More than 90 per cent of children with HIV live in sub-Saharan Africa. These children also have the least access to any treatment. But in the current profit-driven climate of drug development, they offer little financial incentive to the pharmaceutical industry, the report states.

As a result, despite an urgent need for paediatric formulations of anti-retroviral therapy (ART) in developing countries, child appropriate treatment is practically non-existent.

As of June 2005, an estimated four million children were in need of cotrimoxazole, a readily available antibiotic costing only $.03 per day per child. Cotrimoxazole prevents life-threatening infections in HIV infected children and infants born to HIV-positive mothers whose status might be unknown. It can also delay the onset of AIDS and the need for anti-retroviral therapy.

The GMC report calls for specific steps, including:

* Develop and make available simple and affordable diagnostic tests.

* Increase research and development for child specific treatment.

* Improve health care systems of developing countries to improve drug delivery systems.

* Establish child-specific treatment targets.

While ensuring that all HIV-positive children have access to treatment will save lives, prevention of infection is crucial.
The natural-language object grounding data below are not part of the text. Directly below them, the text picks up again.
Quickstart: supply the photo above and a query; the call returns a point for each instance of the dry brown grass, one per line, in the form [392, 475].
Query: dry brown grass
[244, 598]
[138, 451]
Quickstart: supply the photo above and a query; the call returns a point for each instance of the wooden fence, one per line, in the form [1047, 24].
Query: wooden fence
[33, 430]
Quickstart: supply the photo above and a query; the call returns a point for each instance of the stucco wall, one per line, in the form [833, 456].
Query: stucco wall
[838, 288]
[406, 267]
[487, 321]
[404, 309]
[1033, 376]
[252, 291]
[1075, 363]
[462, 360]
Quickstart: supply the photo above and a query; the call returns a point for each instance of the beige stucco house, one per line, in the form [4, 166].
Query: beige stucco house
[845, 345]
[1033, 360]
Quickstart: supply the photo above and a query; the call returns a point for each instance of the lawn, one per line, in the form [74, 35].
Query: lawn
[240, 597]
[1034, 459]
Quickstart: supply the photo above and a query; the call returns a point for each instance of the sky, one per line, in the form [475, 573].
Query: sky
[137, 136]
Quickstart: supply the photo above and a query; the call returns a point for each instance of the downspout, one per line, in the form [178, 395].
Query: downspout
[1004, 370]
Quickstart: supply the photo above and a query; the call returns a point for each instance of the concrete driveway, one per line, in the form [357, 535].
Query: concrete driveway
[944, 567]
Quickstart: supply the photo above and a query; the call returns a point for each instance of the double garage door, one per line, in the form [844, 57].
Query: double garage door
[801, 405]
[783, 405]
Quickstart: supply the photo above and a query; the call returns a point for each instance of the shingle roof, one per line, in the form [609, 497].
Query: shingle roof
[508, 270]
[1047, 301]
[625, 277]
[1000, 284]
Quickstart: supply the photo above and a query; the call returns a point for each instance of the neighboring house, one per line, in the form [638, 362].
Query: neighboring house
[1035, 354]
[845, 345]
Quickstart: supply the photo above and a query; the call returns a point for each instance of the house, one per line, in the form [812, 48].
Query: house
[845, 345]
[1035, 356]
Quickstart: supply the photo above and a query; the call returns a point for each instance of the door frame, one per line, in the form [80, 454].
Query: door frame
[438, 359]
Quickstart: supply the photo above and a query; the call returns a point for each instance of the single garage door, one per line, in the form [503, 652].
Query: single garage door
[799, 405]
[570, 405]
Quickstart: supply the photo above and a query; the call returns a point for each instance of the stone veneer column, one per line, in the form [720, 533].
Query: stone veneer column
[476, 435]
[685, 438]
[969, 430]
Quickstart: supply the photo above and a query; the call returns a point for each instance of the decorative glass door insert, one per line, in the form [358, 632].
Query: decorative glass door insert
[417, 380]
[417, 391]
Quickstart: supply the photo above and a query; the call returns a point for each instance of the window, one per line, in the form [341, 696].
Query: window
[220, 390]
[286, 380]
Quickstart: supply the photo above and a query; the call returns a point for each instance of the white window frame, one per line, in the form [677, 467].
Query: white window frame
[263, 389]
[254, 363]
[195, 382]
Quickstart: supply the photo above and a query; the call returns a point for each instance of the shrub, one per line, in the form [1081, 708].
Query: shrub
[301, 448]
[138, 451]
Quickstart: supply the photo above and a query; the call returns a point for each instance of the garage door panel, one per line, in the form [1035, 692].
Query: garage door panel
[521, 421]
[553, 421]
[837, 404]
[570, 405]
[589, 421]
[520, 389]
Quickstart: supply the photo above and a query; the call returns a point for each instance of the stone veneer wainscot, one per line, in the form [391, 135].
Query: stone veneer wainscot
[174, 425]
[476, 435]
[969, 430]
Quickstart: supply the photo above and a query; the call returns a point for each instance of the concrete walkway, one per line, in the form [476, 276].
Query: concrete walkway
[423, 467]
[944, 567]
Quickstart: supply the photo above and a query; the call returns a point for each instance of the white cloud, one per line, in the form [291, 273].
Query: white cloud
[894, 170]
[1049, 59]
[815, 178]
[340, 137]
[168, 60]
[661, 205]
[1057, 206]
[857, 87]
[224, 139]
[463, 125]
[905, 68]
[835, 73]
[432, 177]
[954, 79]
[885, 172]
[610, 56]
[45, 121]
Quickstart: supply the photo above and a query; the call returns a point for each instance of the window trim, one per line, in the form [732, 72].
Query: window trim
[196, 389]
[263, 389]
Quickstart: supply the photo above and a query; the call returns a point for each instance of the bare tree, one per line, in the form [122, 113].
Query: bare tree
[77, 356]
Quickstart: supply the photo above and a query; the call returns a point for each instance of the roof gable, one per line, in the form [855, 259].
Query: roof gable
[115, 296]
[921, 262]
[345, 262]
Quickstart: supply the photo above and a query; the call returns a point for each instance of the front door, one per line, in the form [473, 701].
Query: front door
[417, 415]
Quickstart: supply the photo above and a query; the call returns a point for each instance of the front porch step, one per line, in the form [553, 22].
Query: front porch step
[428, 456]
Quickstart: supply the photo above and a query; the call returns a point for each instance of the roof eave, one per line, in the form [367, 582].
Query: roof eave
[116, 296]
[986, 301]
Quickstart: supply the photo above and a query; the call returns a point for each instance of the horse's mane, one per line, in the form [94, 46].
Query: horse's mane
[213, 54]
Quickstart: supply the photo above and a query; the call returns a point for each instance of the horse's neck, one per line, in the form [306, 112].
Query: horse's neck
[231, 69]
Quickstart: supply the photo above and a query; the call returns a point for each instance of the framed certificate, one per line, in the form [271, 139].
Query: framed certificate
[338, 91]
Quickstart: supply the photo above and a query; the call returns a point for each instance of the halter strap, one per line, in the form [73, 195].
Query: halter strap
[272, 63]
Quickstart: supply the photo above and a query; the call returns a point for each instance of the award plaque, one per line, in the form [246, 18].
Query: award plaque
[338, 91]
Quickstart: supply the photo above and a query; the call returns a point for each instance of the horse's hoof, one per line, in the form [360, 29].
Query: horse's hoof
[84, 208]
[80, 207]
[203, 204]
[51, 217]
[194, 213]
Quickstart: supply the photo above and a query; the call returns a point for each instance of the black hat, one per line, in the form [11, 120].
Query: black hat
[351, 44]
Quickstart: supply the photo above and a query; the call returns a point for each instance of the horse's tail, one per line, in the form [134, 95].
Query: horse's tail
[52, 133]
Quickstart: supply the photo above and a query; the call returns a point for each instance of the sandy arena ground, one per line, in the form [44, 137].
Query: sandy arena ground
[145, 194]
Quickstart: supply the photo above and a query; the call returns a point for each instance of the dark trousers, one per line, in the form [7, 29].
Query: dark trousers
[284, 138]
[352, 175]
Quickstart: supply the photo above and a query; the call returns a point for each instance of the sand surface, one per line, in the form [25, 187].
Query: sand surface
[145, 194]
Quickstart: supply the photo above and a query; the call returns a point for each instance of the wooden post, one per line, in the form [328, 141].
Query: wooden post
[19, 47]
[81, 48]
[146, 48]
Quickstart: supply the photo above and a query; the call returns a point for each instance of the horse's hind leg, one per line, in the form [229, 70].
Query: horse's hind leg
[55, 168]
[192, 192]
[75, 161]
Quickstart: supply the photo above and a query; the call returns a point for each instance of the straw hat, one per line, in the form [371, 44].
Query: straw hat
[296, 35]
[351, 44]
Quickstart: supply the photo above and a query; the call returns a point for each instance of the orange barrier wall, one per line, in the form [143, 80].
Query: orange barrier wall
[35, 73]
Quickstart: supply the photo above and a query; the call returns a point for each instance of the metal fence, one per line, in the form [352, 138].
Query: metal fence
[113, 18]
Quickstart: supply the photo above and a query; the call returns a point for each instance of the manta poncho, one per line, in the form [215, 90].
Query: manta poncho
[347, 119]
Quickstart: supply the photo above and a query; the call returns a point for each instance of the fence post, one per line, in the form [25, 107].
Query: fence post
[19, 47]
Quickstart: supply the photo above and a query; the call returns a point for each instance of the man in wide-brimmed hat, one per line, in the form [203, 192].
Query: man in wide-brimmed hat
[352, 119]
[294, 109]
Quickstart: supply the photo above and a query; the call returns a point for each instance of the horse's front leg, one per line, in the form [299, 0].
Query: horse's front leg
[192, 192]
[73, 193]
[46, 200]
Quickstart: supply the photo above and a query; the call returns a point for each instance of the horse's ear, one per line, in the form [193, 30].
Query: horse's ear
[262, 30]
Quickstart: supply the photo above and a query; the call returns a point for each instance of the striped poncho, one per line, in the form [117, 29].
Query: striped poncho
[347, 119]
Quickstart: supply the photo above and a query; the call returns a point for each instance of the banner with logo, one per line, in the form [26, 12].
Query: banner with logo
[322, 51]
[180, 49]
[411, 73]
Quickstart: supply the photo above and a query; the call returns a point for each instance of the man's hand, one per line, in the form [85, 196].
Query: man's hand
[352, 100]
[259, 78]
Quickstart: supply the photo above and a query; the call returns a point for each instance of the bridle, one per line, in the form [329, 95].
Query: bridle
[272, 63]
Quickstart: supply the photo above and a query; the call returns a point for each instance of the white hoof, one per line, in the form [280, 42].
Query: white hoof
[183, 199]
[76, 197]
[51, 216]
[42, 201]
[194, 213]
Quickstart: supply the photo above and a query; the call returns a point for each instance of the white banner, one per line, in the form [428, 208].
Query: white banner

According to the report, 90 per cent of HIV– positive children are infected by a failure to prevent mother-to-child transmission (MTCT) in the first place.

“We know how to dramatically reduce transmission of HIV from mother to child at a modest cost, " said Charles MacCormack, president and CEO of Save the Children USA. “But more global resources are needed to expand these programs to make them more available and accessible to women in need.”

The report cites evidence showing that providing a mother with a full range of MTCT services can reduce the risk of transmission to less than two per cent. Currently, less than ten per cent of HIV-positive pregnant women receive drug therapies to prevent transmission of the virus to their infants.

Significant progress has been made in treating HIV and AIDS since the virus was first identified 25 years ago, but along the way children have been overlooked. Children affected by HIV and AIDS have a right to equal access to treatment and care; without any significant increases in funding these rights will not be met.

Speaking from London, Thomas Miller, Chief Executive Officer of Plan International said, “Unless the world takes urgent account of the specific impact AIDS has on children we will fail to meet Millennium Development Goal (MGD) 6 - to halt and begin to reverse the spread of the disease by 2015. “

Paediatric AIDS treatment is one of the key components of ‘Unite for Children, Unite Against AIDS,’ a global partnership to limit the impact of HIV on children and help halt the spread of the disease.

The Global Movement for Children is a worldwide movement of organizations uniting efforts to build a world fit for children. It was commissioned by the following organizations: ENDA Tiers Monde, the Latin America and Caribbean Network for Children (Redlamyc), Oxfam, Plan, Save the Children, UNICEF and World Vision.